Synopsis: Todos Santos is an arcology, a 1000-foot-tall city-building built in the ruins of a section of LA leveled in a riot. TS is the only successful arcology to date, but its economic success is accompanied by a mutually hostile relationship with LA, a terrorist problem and a markedly insular culture.


The book opens as a Canadian Deputy Minister [Well, in theory Canadian but he talks like he was hired away from the Ministry of Silly Walks] is visiting TS. Canada, it seems, would also like a successful arcology. During the visit several teenagers break into TS, disguised as terrorists. They are humanely nerve gassed by the Security man in charge, Preston Sanders. Afterwards, it is discovered that one of the kids is connected, is the son of an LA politician. All hell breaks loose.

TS plans to fight the murder charges. Preston turns himself in. The surviving teen is charged with murder as well. As the book progresses, the point is made that regular police can't effectively fight crime in LA due to evil public defenders and the courts.

Unknown to the people in TS, the assistant to the chief engineer is a commie mutant, sorry, is working for a group of ecoterrorists. This is where the kids got the security details needed to break in.

The Deputy Minister is shown TS in great detail in scenes which recall Looking Backwards and Twenty-One Balloons. He drinks Pimm's Cups, whatever those are, compulsively and who can blame him?

The PTB at TS decide that it would be unfair to Sanders to let him face trial. Instead, they plan to break him out and exile him to Zimbabwe. A reporter figures out their plan by talking to random occupants of TS, one of whom he sleeps with.

A genuine attempt at damaging TS is made by some ecoterrorists. It is foiled with relatively low loss of life.

Sanders is broken out of jail. The police are upset but unable to find him. Sanders leaves for Africa and a life of exile. The engineer who masterminded the breakout is exiled to Canada, where we are assured the company who owns TS can block extradition for a long time.

TS threatens to sabotage the LA water supply. The councilman whose son was killed is persuaded that the ecology group connected to the ecoterrorists is responsible and one local professor is especially responsible. The legal and economic conflict comes to an end. Later the professor is hunted down and murdered, perhaps a hit paid for by the dead boy's father.

A female member of the people running TS is kidnapped by the remaining ecoterrorists. After some gratuitous rape the infallible security team of TS tracks her down and saves her and another woman. TS can protect its people where LA can not. All ends happily as TS moves towards greater economic and legal independence.
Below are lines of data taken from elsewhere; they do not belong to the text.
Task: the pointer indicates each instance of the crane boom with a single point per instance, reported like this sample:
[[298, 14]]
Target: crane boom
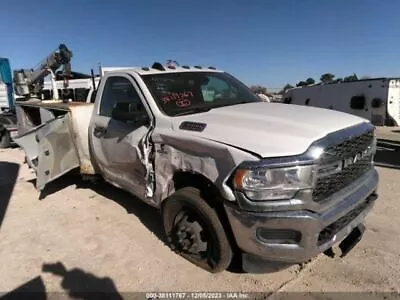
[[28, 82]]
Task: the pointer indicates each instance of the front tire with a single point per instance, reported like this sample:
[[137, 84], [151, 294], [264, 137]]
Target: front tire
[[195, 232]]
Where to start? It's a fast read. It's easy to tell who the good guys are and who the bad guys are. Oath of Fealty is responsible for spreading 'think of it as evolution in action'. Many of the physical details and their social implications are thought out and it isn't a utopia: privacy is minimal, for example. What helps make TS work is the all-pervading dislike and fear of nearby LA. TS is the largest gated community in history and paranoia is a powerful unifying force.
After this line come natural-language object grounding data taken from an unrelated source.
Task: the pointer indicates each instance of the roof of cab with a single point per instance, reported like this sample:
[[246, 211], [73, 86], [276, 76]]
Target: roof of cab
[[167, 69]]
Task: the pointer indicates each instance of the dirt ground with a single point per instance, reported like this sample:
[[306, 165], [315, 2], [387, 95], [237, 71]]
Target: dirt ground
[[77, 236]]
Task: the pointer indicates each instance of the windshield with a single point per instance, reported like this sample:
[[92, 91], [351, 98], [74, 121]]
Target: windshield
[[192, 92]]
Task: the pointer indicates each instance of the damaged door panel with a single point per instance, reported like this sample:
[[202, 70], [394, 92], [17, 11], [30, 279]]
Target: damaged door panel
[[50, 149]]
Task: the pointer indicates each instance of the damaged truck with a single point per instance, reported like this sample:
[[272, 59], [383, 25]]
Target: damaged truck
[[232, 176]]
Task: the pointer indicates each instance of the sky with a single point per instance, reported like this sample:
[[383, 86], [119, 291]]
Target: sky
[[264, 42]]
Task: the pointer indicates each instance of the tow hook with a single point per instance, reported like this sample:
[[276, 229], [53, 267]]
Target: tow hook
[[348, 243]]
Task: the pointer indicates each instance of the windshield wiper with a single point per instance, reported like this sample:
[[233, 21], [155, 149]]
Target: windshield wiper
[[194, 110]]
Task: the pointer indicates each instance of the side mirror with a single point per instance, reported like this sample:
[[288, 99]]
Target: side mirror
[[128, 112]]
BTW, aside from Sanders [who we are assured is totally middle class and completely not descended from slaves], were there any other black people in TS?

Note about that Deputy Minister: accent aside, you don't find a lot of titled people in Canada's government for much the same reason you don't find them in the US government. Readers may remember the fuss over why Conrad Black recently sued the Canadian government in connection with getting on the UK's Honours list. I know Pournelle has been to Canada. Apparently, he didn't pay any attention when he was there.

All the characters are made of purest cardboard. The ecoterrorists appear to have been recycled from some bad 1960s episode of FBI. I strongly doubt TS could get away with the shenanigans they pull, and the logic of breaking Sanders out entirely escaped me. The significance that one of the terrorists is a Lesbian escaped me [evidence appeared to be that she was large].

Oddly enough, TS has a honking big mainframe [with crappy security: I think their security consultant went on to design Jurassic Park] but no PCs. Weird because I am sure Pournelle had written about them by 1981. They have expensive implants which let a select few talk to the mainframe via radio but no internet and again I am sure N&P would have known about ARPANET by then.

I'm sure that they could have made better use of RPV security robots. They did have one but the commo to it was easily blocked.

I don't buy the resolution to the problem with LA or the councilman, period. In the long run, LA can't afford to have TS be a law unto itself and stepping on it now will be easier than later, when it is really entrenched and when they don't have such a nice set of illegalities committed by TS.

On the whole, dated [felt more mid-1970s than 1980s], simplistic and not especially plausible but a page turner. Wouldn't surprise me if it were in the same universe as High Justice.